Das Selbstverständnis: Marokko drückte Frankreich tief an den eigenen Sechzehner, hatte mehr Ballbesitz, die schöneren Kombinationen, die gefährlicheren Szenen. Es wurde vor dem Spiel viel über die Partie der beiden Nationen mit der komplexen Kolonial- und Einwanderungsgeschichte diskutiert. Frankreichs Staatspräsident Emmanuel Macron sprach von einem »brüderlichen und freundschaftlichen Spiel«, auch hinsichtlich einer angespannten Lage etwa in Paris, wo Ausschreitungen erwartet wurden. Jedoch stets implizierend, Frankreich sei der große Bruder. Es dürfte der größte Sieg der Marokkaner sein, dass sich der amtierende Weltmeister Frankreich im direkten Aufeinandertreffen vor allem in der zweiten Hälfte über weite Strecken in einem Zustand dauerhafter Verteidigung befand.

Zweite Hälfte: In der zweiten Hälfte gelangen Frankreich kaum einmal Entlastungsmomente. Und Marokko hatte durchaus Chancen: Abderazzak Hamdallah dribbelte sich formschön in den französischen Strafraum, unter anderem an Varane vorbei. Dann verpasste er jedoch den Zeitpunkt für den Abschluss (76.). Dann machte Frankreich Frankreich-Dinge: Der Frankfurter Randal Kolo Muani wurde eingewechselt und während Béla Réthy noch eine dieser wunderbaren Béla-Réthy-Geschichten erzählte, nämlich die, dass Kolo Muani nur 15 Tage vor Kylian Mbappé im selben Krankenhaus in Bondy in einem Pariser Banlieue geboren wurde, machte sich Kolo Muani auf zur Vorentscheidung: Nach einem Ballgewinn schaltete Frankreich gut um, über Mbappé kamen sie in den Strafraum, der sechs marokkanische Spieler band. Zum marokkanischen Unglück wurde der folgende Abschluss abgefälscht, Kolo Muani staubte ab (79.). Die Entscheidung.

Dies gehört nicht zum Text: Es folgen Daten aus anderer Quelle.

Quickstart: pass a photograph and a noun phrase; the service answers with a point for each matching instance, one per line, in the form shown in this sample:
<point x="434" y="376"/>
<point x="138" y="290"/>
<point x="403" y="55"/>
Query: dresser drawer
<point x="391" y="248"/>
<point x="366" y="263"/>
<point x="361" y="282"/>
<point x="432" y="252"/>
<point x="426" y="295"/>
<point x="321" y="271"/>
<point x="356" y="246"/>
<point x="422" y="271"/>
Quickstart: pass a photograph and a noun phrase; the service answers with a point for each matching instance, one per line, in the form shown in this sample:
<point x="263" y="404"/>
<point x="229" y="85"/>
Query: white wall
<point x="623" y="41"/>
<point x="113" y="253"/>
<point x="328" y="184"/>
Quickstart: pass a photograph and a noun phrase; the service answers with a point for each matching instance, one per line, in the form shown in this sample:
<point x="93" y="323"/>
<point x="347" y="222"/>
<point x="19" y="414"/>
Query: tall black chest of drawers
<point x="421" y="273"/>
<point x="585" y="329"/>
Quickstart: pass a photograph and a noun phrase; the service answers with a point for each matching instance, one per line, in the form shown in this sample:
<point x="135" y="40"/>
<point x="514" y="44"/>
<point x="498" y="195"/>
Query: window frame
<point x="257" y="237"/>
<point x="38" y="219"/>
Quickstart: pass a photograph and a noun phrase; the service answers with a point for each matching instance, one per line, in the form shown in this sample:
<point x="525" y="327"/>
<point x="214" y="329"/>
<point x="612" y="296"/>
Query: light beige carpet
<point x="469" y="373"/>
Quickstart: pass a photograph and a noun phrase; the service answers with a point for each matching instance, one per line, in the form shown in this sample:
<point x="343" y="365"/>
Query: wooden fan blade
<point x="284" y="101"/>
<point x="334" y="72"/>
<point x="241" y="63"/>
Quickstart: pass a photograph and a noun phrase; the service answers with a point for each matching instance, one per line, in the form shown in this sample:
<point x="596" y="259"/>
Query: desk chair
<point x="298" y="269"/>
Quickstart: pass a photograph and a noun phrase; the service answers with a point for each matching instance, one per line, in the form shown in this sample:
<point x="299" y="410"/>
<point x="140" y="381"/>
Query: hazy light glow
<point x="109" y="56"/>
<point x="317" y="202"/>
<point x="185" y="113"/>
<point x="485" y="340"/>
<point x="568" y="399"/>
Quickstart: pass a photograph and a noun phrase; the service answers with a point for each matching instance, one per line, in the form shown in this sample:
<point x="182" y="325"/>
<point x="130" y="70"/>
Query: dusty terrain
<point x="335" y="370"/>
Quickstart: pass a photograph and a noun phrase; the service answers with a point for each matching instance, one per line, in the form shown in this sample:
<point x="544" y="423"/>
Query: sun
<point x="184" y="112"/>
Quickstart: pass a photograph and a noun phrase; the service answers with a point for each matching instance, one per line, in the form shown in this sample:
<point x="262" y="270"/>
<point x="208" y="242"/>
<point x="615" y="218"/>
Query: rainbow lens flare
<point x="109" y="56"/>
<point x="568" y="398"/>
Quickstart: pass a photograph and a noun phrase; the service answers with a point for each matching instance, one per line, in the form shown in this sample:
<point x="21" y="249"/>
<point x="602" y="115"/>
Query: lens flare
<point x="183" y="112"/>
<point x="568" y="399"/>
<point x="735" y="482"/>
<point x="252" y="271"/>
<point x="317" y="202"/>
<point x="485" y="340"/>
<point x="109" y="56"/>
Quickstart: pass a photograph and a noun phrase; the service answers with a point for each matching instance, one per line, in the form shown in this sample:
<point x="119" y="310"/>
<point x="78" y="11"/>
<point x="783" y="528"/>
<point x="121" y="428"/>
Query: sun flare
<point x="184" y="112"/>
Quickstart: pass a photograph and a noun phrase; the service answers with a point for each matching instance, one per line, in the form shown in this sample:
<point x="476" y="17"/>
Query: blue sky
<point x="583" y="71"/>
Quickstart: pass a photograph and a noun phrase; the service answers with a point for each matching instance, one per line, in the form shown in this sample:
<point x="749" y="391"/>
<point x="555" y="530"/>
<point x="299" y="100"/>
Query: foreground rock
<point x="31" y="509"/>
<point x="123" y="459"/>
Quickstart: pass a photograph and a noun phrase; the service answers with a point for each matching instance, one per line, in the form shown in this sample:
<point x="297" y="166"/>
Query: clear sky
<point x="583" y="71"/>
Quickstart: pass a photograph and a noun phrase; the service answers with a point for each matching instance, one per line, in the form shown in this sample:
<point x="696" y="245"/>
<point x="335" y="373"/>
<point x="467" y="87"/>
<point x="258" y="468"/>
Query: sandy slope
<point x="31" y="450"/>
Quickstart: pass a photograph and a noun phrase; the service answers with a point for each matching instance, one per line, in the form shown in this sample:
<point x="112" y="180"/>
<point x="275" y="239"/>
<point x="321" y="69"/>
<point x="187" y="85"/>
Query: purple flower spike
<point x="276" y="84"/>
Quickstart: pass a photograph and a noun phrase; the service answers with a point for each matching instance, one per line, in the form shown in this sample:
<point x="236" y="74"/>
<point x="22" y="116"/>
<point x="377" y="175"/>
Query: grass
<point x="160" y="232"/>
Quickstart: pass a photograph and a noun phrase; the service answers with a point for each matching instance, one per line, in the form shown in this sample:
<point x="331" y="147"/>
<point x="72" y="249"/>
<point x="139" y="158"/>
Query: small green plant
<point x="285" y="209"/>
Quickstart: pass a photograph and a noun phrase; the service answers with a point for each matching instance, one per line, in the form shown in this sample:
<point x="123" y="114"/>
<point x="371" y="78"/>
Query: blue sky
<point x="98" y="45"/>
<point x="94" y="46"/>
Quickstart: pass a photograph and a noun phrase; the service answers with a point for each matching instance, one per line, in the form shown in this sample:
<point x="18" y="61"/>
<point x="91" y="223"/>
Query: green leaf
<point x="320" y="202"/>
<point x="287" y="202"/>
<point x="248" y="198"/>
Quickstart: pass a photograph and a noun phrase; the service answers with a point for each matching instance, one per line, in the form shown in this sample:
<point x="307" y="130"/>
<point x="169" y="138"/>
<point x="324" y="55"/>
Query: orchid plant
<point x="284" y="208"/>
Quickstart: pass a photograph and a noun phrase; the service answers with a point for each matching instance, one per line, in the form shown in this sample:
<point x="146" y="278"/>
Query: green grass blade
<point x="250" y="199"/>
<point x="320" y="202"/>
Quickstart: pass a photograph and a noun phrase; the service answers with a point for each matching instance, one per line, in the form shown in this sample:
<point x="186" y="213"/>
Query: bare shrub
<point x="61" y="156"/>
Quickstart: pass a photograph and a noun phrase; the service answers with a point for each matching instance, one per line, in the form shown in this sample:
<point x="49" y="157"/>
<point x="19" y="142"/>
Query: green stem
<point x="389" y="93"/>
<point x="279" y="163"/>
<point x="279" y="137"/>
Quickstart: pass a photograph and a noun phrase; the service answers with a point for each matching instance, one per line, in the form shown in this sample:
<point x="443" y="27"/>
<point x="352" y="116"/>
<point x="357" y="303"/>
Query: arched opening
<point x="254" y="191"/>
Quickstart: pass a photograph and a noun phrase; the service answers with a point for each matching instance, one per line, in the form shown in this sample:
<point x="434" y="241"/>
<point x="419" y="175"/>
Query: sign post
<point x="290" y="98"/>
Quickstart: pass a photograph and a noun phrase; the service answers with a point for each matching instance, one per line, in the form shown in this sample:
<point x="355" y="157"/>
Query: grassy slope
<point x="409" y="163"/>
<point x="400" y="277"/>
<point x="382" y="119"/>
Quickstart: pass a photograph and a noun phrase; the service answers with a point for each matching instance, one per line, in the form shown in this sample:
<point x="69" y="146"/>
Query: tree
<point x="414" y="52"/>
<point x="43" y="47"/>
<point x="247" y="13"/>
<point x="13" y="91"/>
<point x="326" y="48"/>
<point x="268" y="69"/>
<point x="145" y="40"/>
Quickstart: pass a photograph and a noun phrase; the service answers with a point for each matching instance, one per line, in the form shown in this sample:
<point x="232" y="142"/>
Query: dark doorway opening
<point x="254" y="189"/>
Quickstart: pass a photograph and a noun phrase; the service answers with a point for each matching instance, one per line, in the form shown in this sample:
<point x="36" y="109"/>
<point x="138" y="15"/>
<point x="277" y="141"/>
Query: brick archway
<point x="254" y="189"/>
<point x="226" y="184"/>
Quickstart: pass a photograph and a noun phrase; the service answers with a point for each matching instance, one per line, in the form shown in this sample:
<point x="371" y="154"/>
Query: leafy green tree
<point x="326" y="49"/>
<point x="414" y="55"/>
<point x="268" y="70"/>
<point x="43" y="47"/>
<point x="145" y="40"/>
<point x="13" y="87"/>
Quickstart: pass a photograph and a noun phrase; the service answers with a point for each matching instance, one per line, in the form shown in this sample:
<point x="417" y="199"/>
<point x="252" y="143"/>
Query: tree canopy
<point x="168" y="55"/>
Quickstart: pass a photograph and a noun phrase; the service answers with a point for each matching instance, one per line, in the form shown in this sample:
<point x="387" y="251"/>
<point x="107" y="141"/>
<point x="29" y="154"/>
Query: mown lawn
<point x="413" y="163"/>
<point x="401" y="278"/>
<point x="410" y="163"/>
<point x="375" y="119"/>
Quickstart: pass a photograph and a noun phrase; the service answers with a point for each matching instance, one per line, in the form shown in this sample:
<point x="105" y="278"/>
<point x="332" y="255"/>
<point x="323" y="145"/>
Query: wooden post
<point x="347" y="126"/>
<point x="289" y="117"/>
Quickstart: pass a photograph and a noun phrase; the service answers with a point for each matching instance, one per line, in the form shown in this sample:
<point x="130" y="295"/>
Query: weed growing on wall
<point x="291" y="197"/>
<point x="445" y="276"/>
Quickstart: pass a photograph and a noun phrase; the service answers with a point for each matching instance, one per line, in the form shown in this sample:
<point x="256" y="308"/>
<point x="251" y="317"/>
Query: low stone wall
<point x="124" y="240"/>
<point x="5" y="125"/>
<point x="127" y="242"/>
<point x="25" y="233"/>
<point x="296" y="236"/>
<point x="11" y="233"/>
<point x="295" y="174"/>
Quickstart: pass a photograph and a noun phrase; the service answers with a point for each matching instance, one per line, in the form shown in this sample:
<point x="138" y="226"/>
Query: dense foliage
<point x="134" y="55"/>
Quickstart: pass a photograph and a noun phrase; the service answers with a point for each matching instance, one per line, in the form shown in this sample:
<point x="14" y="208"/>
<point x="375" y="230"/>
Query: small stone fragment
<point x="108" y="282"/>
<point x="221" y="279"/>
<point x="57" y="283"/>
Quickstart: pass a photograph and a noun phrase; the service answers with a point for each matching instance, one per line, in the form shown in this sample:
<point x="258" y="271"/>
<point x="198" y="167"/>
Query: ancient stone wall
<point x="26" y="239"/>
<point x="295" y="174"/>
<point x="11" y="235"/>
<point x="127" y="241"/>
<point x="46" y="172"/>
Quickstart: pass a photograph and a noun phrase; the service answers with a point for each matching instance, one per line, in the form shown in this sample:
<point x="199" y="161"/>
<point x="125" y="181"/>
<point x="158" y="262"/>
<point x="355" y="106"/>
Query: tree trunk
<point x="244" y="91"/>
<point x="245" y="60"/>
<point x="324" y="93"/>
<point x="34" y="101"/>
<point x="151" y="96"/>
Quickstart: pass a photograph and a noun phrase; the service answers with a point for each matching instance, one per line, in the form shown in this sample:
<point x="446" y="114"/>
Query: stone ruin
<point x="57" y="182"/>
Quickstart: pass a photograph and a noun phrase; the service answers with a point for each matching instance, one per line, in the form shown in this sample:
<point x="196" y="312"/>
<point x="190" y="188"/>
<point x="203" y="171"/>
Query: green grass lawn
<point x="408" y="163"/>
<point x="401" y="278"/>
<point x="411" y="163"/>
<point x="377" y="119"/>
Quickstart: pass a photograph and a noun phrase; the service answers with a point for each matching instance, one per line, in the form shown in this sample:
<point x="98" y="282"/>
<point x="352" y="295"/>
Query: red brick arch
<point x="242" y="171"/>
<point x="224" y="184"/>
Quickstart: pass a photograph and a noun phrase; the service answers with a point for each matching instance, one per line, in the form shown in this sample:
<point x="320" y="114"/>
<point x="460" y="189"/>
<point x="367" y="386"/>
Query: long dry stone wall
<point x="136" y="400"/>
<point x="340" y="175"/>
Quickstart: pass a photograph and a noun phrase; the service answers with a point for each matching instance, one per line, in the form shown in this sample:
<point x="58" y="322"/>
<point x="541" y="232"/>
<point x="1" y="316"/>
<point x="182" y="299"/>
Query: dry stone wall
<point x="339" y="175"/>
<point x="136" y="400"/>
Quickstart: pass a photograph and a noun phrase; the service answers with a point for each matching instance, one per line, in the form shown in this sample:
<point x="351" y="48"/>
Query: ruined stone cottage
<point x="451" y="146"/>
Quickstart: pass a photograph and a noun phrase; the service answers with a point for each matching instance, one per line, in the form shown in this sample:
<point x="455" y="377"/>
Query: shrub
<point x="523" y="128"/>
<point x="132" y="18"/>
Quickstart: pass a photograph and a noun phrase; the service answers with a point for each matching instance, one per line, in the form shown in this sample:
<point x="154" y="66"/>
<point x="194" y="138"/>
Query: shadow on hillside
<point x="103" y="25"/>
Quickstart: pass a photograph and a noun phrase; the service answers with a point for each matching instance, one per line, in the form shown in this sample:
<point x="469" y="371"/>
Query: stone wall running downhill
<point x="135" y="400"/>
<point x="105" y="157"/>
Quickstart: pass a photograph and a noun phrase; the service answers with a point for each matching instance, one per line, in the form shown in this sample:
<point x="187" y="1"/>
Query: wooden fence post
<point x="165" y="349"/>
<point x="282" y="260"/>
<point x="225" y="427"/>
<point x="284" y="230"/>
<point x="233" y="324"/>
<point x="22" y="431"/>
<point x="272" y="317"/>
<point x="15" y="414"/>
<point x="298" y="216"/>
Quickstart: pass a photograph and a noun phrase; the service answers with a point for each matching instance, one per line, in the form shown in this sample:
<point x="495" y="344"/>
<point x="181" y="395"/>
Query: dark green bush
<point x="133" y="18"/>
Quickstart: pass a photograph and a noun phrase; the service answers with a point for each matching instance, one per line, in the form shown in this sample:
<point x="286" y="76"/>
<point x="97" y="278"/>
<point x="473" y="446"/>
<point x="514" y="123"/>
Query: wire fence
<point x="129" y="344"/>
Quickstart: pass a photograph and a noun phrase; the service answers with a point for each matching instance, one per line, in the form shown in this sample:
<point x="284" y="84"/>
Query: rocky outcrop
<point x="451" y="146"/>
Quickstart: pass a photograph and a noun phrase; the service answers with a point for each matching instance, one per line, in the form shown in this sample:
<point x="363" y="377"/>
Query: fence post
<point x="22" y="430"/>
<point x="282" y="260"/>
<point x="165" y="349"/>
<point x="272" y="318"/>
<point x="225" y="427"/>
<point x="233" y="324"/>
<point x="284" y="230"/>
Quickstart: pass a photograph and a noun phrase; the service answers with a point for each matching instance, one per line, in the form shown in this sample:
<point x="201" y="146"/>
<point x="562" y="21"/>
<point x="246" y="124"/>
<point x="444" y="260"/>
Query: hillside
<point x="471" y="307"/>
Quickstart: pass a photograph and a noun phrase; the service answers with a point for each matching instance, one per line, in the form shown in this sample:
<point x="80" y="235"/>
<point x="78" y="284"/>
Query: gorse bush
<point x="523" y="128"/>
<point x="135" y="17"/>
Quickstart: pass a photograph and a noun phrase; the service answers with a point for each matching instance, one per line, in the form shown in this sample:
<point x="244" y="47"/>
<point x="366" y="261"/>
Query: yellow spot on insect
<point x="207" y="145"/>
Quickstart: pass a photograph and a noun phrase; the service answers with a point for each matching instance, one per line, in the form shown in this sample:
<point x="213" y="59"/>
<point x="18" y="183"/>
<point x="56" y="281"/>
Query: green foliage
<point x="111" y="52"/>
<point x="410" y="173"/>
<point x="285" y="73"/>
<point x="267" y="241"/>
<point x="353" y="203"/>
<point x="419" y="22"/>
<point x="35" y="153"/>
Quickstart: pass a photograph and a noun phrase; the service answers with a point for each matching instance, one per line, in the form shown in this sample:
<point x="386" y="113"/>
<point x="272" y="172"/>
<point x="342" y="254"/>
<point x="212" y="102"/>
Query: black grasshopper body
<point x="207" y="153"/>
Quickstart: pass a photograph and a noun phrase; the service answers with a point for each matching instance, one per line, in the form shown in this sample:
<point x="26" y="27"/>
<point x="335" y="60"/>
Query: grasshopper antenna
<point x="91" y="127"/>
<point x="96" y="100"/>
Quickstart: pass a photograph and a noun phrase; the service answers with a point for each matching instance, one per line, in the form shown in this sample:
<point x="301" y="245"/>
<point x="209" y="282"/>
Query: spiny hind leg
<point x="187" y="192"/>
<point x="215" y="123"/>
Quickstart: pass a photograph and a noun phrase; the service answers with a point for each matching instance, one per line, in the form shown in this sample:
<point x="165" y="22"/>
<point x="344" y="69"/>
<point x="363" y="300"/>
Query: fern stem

Béla Ciao: In der 73. Minute wurde er noch einmal eingeblendet. Er, dessen Stimme man im Kopf hat, wenn man an WM-Fußball oder andere wichtige Fußballspiele denkt: »Béla Réthy, Reporter« hieß es in einer Einblendung des ZDF, wohl wissend, dass es die letzte dieser Art sein wird. Réthy beendet seine Karriere nach diesem Turnier, nach diesem Spiel an seinem 66. Geburtstag. Vor der Partie hatte er sich fünf bis sechs Tore gewünscht. Die bekam er nicht zu sehen, aber auch so schien er ganz zufrieden: »Wir hatten bei Turnieren viele, viele Zuschauer. Auch solche, die nur bei diesen Gelegenheiten geschaut haben. Ich habe versucht, alle zu unterstützen und alle mitzunehmen. Es freut mich, wenn es gefallen hat. Und sorry an die, die ich nicht erreichen konnte«, sagte er nach dem Spiel. »Liebe Zuschauer, es war mir eine große, große Ehre. Tschüss und adieu.« Später gab es, zugeschaltet ins ZDF-Studio in Mainz, auch noch Tränen.